LAS VEGAS—Avaya is seeking to make it easy for midsize enterprises to adopt IP telephony applications by launching at Interop here new products and services that lower entry costs and ease implementation.
Among the new offerings, targeted at businesses with between 100 to 500 employees, are flexible hosted services for IP telephony, contact center and messaging sold on a per-seat, per-month subscription basis.
The three new Avaya On Demand managed services are all about choice and flexibility—including in the way they are delivered to the midmarket.
Robin Gareiss, an analyst with Nemertes Research, in Frankfort, Ill., said she believes the addition of the managed services on Avayas part is a smart move.
“They are serving an area of the market thats underserved. Even though carriers offer managed IP telephony services, they dont always offer them in certain locations or they dont offer the services that customers want,” she said.
Avaya will offer the managed services directly to end customers and indirectly through partners, and it will also offer it to partners to bundle with their own professional services or vertical market applications. Avaya will allow those partners to resell the service and will manage the hosted service for the partner, according to Lawrence Byrd, director of IP Telephony and Mobility, in Milpitas, Calif.
“We see this as leveling the channel playing field. Its no different than what were doing now. We are saying hosted solutions can be available through multiple channels,” he said.
But the managed services offering could create conflict between Avaya and its channel partners. “There is competition everywhere, but channel partners want to be the primary conduit. It is an area of caution.” Gareiss said.
Among the three new managed services is Avaya IP Telephony On Demand, which gives midsize businesses access to some 700 features of Avayas Communications Manager software. Those include conferencing, the Avaya IP Softphone for PC-based IP telephony, and the ability to call a users desk and cell phone at the same time.
The new Avaya Contact Center On Demand managed service provides access to a slew of contact center functions, including call routing to applications such as self-service or advanced reporting. It can serve as few as 30 customer service agents.
The new Avaya Messaging On Demand managed service provides basic and advanced voice messaging.
Avaya offers the services from its own secured data centers, and each service is preconfigured and tested to speed implementation time.
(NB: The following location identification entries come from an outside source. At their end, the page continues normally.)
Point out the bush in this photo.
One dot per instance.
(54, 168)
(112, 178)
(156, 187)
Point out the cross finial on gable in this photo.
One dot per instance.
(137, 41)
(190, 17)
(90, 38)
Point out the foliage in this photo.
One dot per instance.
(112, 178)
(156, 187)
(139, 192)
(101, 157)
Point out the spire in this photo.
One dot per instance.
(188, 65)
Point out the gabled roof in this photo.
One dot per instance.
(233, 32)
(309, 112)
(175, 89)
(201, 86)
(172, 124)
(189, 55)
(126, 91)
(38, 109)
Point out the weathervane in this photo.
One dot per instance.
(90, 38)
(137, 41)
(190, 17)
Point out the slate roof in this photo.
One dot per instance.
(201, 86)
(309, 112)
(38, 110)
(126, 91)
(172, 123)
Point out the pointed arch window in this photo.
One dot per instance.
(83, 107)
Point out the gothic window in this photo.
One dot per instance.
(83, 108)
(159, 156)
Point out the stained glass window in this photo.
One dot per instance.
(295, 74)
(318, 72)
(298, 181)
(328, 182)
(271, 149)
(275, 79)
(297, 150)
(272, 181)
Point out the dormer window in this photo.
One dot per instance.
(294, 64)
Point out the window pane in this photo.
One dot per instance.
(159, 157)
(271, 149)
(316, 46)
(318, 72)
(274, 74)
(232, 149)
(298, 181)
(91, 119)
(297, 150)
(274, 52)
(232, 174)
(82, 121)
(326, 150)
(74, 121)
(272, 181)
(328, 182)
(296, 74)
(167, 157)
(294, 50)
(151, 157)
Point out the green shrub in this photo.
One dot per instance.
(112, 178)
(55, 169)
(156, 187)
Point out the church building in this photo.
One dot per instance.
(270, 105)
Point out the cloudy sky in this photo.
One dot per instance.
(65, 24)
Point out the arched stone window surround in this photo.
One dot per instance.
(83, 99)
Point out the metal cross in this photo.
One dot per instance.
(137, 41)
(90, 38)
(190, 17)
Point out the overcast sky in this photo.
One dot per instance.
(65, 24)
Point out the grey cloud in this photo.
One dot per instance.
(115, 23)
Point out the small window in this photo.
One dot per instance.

Avaya on May 2 also introduced a new all-in-one IP Telephony package that combines mobility, voice mail, conferencing, call center functions and other features.
The software, designed with the help of Avaya reseller partners, streamlines configuration and management of the product to allow customers without sophisticated IT staffs to use it.
MultiVantage Express, for customers with 100 to 500 employees, includes Avayas Communications Manager VOIP (voice-over-IP) software, mobility applications, messaging, six-part conferencing and auto-attendant, as well as softphones and IP phones. It is due in June.
Avaya also added a new VOIP Linux-based server blade for its legacy TDM PBXes, including the Definity ProLogix, IP600 and Avaya S8100 Media Server. It is available now.
Editors Note: This story was updated to include an analysts comments.